『ボーン・トゥ・フライ』映画レビュー 敵は自分!ワン・イーボー主演の大型スカイアクション映画

『トップガン(1986)』、『トップガン マーヴェリック(2022)』が、アメリカ海軍のエリートパイロット養成学校を熱く描いた人気作品だとしたら、『ボーン・トゥ・フライ』は、『トップガン』に並ぶかもしれない中国産大型スカイアクション。娯楽作としての醍醐味も期待を大きく上回る。過酷にリアルにテストパイロットの世界を描き、スリルと人間ドラマの厚みも必見だ。

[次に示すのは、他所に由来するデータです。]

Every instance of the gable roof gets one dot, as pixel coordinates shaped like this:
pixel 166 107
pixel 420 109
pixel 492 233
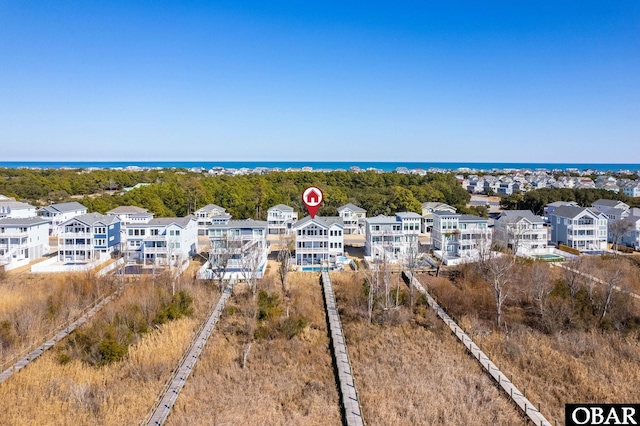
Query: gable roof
pixel 352 207
pixel 382 220
pixel 408 215
pixel 65 207
pixel 127 210
pixel 182 222
pixel 517 215
pixel 15 205
pixel 436 205
pixel 603 202
pixel 26 221
pixel 471 218
pixel 571 212
pixel 242 223
pixel 562 203
pixel 211 207
pixel 323 221
pixel 91 219
pixel 281 207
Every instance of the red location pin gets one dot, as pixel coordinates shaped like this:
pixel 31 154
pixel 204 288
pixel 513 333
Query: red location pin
pixel 312 197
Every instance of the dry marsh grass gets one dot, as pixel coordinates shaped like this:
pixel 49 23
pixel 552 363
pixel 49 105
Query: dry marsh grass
pixel 285 381
pixel 33 305
pixel 411 370
pixel 579 359
pixel 48 392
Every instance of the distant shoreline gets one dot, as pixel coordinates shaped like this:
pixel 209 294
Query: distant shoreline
pixel 323 165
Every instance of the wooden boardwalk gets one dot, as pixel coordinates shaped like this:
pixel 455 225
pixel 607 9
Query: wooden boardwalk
pixel 35 354
pixel 175 384
pixel 596 279
pixel 351 410
pixel 518 397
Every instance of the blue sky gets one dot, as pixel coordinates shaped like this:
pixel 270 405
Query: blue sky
pixel 541 81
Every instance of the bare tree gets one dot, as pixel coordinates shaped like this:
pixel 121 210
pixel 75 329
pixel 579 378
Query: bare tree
pixel 250 262
pixel 219 257
pixel 573 277
pixel 611 276
pixel 540 284
pixel 496 270
pixel 284 256
pixel 412 262
pixel 371 276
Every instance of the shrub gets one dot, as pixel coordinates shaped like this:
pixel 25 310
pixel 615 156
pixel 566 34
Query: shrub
pixel 292 326
pixel 268 306
pixel 179 306
pixel 111 351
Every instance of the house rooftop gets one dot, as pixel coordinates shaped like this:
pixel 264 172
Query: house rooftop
pixel 562 203
pixel 572 211
pixel 471 218
pixel 93 218
pixel 65 207
pixel 281 207
pixel 436 205
pixel 27 221
pixel 382 220
pixel 15 205
pixel 408 215
pixel 603 202
pixel 127 210
pixel 352 207
pixel 167 221
pixel 211 207
pixel 325 221
pixel 242 223
pixel 516 215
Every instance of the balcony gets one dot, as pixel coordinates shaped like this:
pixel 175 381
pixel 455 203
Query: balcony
pixel 64 234
pixel 12 233
pixel 585 226
pixel 155 250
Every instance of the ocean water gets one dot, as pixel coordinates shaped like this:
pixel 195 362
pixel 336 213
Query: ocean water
pixel 386 166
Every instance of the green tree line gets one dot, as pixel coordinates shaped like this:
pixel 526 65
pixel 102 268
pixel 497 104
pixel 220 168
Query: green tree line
pixel 178 192
pixel 536 200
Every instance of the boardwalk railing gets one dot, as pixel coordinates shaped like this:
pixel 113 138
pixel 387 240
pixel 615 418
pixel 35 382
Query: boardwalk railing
pixel 58 334
pixel 169 394
pixel 351 410
pixel 596 279
pixel 518 397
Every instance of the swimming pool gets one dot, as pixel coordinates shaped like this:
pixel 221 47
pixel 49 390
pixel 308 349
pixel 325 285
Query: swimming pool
pixel 549 257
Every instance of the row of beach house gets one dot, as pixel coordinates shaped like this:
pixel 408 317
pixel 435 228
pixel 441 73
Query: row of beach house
pixel 235 245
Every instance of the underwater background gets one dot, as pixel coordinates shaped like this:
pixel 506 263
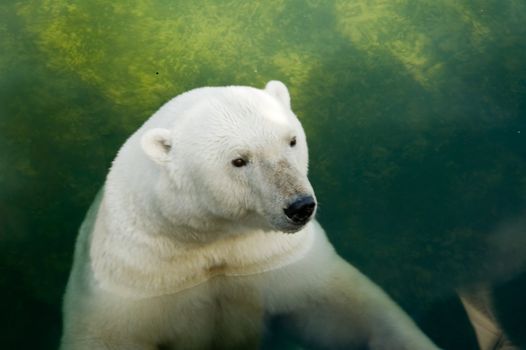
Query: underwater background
pixel 415 113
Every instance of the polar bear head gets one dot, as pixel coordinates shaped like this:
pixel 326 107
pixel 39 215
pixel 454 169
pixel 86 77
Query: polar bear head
pixel 231 157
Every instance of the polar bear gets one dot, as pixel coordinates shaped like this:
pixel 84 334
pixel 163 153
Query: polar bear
pixel 204 233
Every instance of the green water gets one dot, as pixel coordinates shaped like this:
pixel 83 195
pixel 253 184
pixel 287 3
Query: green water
pixel 415 113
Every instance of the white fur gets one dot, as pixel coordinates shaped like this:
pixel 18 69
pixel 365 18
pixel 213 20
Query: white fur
pixel 184 250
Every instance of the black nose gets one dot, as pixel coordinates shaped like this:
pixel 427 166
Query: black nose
pixel 301 210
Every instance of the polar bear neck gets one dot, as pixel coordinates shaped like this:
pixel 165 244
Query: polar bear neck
pixel 130 262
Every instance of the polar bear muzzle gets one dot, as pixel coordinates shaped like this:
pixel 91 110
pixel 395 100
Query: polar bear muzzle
pixel 301 210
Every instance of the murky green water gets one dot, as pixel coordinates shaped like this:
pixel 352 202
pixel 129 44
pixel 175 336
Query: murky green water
pixel 415 113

敵は自分自身、目的は新世代ステルス戦闘機開発。さすが中国だと思うのは、「命は大切だ。だが、軍人である以上、使命もある」と言い切ること。文字通り命がけでの開発とテストの世界が繰り広げられる。推進力は、熱い情熱と技術だ。

主人公レイ・ユー(ワン・イーボー)は、パイロットとして優れた操縦術を持っていたが、才能を持て余していた。外国ステルス機に領空侵犯されても、中国機の性能は及ばない。そんな彼に目を付けたのが、戦闘機のテストパイロットチーム隊長のチャン・ティ(フー・ジュン)。前線で戦うことしか考えていなかったレイだったが、国産ステルス機開発のための任務の価値に気づき、パイロット選出試験に挑戦する。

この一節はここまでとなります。